A WHOPPING 6,751 store lambs were entered for Skipton Auction Mart’s latest fortnightly Wednesday sale, with a multitude of buyers, many of whom were attending for the first time this season, attracted by the bumper turnout and the multiple choices on offer.

The fixture produced an overall selling average of £52.67 per head and while this was just short of £4 per head down on last year’s corresponding fixture it was deemed a good result given the current state of the sheep market nationally.

Lowland lambs accounted for 4,611 of the total entry, among them 745 Beltex-sired lambs, for which there was an inaugural prize show and sale, when the winner’s red rosette was awarded to Ian Moorhouse, of TB Moorhouse & Son, based at Foulshaw Farm, Dacre.

The Moorhouse family only started breeding three-quarters Beltex this year.

They sold for a joint sale-topping price of £79 per head, with exactly the same price achieved for both the second and third prize show pens from, respectively, Robert Garth of Bentham, and Steven Wells, of Monyash, near Bakewell in Derbyshire.

The Moorhouses sold a second Beltex pen at £79, also heading the Texel prices with a £60.50 per head pen.

While strong lambs were a very similar trade to the previous fortnight, both medium and long-keep lambs were dearer.

At 2,068 head, Mule wether lambs were again forward in large numbers and were keenly contested throughout from a large company of travelled buyers, levelling at a steadfast £50.83 per head.

The annual prize show of pens of 50 Mule wether lambs saw top honours go to Steven Wells, who trades with his wife Steph and was accompanied by his 11-year-old son Owen.

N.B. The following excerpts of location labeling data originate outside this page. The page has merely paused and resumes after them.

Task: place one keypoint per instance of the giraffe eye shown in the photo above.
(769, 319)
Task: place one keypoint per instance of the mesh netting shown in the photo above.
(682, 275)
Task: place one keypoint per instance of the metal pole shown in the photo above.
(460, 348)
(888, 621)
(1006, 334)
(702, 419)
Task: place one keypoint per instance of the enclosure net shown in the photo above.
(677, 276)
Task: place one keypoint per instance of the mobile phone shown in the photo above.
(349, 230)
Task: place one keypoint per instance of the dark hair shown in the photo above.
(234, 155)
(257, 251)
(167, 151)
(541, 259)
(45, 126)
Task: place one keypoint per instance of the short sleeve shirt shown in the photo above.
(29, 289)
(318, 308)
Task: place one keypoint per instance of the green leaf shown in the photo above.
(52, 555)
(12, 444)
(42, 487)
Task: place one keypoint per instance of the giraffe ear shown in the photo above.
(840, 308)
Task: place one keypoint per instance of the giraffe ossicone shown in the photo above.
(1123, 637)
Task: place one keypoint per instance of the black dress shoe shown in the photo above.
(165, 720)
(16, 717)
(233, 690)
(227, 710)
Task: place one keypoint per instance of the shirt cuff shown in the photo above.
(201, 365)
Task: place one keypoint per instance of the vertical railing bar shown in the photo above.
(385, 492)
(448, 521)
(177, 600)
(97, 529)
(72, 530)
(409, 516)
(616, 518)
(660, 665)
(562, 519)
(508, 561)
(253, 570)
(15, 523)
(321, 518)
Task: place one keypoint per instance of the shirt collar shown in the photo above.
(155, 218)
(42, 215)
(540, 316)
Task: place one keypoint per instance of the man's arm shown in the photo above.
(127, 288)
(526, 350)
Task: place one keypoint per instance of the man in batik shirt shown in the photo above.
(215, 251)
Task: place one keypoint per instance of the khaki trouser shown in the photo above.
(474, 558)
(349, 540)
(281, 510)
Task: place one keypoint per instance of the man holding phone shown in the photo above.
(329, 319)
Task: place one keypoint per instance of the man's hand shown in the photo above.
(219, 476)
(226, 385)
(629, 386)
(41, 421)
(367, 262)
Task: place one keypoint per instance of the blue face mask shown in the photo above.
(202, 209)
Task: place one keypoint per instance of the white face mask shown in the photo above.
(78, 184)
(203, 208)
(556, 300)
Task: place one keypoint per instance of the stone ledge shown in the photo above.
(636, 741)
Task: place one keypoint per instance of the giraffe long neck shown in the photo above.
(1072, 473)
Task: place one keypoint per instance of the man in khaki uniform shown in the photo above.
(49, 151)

Mr Wells has been attending the Skipton highlight for the past four or five years and was this year represented by a 190-strong consignment of Mule and Beltex-cross lambs. He currently has 800 breeding ewes and 200 ewe lambs, along with 80 pure Limousin and Limousin-cross suckler cows.

His Mule wether victors sold for the joint top price of £55 per head, which was equalled by the third prize pen from V Verity & Son, of West End. The second prize pen from local breeders and reigning CCM Farmers of the Year, Stephen, Tracey and Samantha Fawcett, of Drebley, made £53 each.

Beltex lambs averaged £58.78 per head overall, with Texel averaging £53.27. Charollais prices peaked at £59 per head for a pen from PJ&RH Wallbank, of Silsden, averaging £53.93. The pick of the Suffolks from SL&SD Lund, of Litton, made £57.50 each, averaging £51.36.

The first of the horned lambs also made an appearance, topping at £46 for a Swaledale pen from DB&E Greenwood, of Threshfield, and averaging £31.94, maybe offering better value for money for long-keep customers.

In the gimmer lamb classes, the top price £73.50 per head Texels were presented by JW Stockdale, of Burnsall, with James Foster, of Bolton Abbey, producing the highest price pen of Suffolks at £58 each.

An entry of up to 10,000 head of sheep is anticipated at Skipton’s next fortnightly store lamb sale on Wednesday, including many consignments of crossed Suffolk and Continental gimmer lambs, along with the annual prize show for 40 or more Masham wether lambs.